Added in November 2011

  • Two variation sets have been added to the Compositions: F15.60, Sonata prima [Partite sopra la Romanesca], and F 15.61, Sonata seconda [Partite sopra la Monica]. Both are found in Turin Foa 8, which also contains copies of Frescobaldi's published variations sets, including those on the Romanesca, F 2.13, and on la Monica, F 2.14. Both "sonatas" include variations that have elements in common with the published sets, but since they appear anonymously in the MS, they have drawn little attention.

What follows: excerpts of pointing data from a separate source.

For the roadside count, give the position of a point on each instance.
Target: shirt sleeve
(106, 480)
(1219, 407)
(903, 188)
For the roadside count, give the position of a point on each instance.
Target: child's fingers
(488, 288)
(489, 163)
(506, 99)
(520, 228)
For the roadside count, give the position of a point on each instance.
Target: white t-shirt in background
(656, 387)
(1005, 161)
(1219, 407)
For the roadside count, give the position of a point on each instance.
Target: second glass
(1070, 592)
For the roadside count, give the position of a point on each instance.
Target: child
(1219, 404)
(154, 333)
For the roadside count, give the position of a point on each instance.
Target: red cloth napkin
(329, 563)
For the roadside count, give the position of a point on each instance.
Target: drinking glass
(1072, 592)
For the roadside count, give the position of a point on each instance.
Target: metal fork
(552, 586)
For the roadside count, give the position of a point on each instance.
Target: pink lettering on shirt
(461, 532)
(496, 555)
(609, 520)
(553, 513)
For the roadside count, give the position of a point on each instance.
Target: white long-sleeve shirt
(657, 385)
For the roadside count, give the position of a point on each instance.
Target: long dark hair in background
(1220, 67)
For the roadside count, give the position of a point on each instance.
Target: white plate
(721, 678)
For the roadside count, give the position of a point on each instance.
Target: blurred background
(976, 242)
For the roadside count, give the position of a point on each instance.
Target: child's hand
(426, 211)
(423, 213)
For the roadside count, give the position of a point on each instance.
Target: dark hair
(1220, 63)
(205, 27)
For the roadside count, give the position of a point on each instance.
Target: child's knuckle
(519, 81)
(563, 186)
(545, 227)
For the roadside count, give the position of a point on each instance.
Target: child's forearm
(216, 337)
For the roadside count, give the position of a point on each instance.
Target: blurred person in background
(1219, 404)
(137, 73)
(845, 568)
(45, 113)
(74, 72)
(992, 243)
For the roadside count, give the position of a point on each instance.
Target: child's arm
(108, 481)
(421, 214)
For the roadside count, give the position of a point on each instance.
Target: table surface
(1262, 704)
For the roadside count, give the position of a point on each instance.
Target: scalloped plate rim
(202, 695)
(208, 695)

  • Thanks to the generosity of Maestro Marcello Garofalo, who loaned us a photocopy of the Garofalo MS, we were able to enter all the incipits, page numbers, etc. for this MS. (Present location of the MS is unknown.)
  • An incipit has been added to F 15.29, the "Duresse de frescobaldi" in the Oldham MS. Bruce Gustafson kindly provided us with a transcription of this elusive work.
  • On the F Numbers information page we have added the following statement: The F numbers will never be changed, and hence they can be used to uniquely identify a work on concert programs, recordings, new editions, etc.
  • We are gradually converting all incipits to a uniform format, including notation software (Sibelius--some older incipits were set in Wolfgang), staff size, and editorial policies with respect to accidentals.